The Christmas season officially arrived here Saturday, ushered in by the 17th annual Festival on the Common.
People gathered in balmy air to hear singers, check out trees decorated by city students, watch the ice carvers, visit the petting zoo, maybe take a hay ride—way too warm for a sleigh ride—and perhaps visit with Santa.
The festival was dedicated in memory of Joseph Mahoney and John McElhiney, who both devoted many hours to the event, according to the event’s emcee. The festival included the traditional reading of “The Night Before Christmas” by the mayor, Scott Galvin, and the lighting of the Common.
Sitting on the Common curb, Joanie Butler, 6, and sister Sinead, 4, sang a rousing rendition of “Santa Claus is Coming to Town.”
“They like to sing,” their mother, Siobhan Curran of Woburn, said. Mom’s come to the festival even before the girls were born, for about 15 years, off and on, she said.
Across the Common, twins Maya and Cole Tourkantonis, zig-zagged from one activity to another with their mother, Isabel, and paternal grandpa, Arthur Tourkantonis. The twins, wearing new holiday hats, will be 3 three days before Christmas. Their dad, Arthur Tourkantonis, Jr., has been a police officer here for more than 10 years, Isabel said, so the family has been coming to the festival “for a long time.” On patrol on the Common, Dad came by to say “Hi” to his family.

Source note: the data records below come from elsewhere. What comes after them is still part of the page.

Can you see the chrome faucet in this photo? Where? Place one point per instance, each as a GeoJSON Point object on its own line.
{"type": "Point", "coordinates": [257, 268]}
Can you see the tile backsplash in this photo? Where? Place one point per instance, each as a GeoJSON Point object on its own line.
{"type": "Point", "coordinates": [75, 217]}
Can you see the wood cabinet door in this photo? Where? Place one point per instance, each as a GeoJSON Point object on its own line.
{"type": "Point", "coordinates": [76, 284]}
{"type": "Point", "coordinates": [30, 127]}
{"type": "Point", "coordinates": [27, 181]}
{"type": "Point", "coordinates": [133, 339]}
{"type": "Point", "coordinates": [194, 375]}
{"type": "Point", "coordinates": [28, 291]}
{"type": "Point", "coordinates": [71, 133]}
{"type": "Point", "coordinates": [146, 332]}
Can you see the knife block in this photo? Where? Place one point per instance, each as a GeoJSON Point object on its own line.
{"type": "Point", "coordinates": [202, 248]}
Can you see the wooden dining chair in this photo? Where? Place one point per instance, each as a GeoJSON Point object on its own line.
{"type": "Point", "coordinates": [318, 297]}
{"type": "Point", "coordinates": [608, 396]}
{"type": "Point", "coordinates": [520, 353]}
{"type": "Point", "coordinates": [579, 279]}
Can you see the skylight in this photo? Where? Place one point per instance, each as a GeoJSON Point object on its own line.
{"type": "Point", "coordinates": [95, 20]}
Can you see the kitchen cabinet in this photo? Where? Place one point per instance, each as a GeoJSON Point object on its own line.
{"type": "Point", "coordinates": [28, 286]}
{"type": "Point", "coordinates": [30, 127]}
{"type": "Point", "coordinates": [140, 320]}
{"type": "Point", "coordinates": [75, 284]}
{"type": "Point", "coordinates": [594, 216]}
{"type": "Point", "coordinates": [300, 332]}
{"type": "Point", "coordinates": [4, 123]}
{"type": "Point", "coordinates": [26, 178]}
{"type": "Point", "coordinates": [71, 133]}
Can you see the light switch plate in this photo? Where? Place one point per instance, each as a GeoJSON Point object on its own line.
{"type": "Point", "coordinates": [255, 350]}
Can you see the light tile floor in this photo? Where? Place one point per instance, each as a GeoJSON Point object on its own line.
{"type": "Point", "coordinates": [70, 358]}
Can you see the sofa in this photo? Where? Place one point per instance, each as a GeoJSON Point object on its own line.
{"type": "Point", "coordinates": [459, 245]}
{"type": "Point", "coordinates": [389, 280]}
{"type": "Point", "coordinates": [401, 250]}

Long-time festival-goer Veronica Andrews offered some history about the holiday houses on the Common. Almost half a century ago, her husband’s father, Leon Andrews, who worked for the Department of Public Works, started to decorate the Common for the holidays, she said. High school students built and painted the structures, Veronica said. When her father-in-law he retired, she said her husband took over the decorating. The building you see today are not the originals, she said; they were destroyed by a fire.
Festival-goers appreciated Saturday’s warm temperature. “I’ve been here some years when it was so cold,” one woman said as she crossed the Common, “my nose froze.”
The crowd was bigger than usual Saturday, according to Woburn Police Lt. Bob Rufo, one of the men and women in blue working the festival, probably, he surmised, because of the warm, clear weather.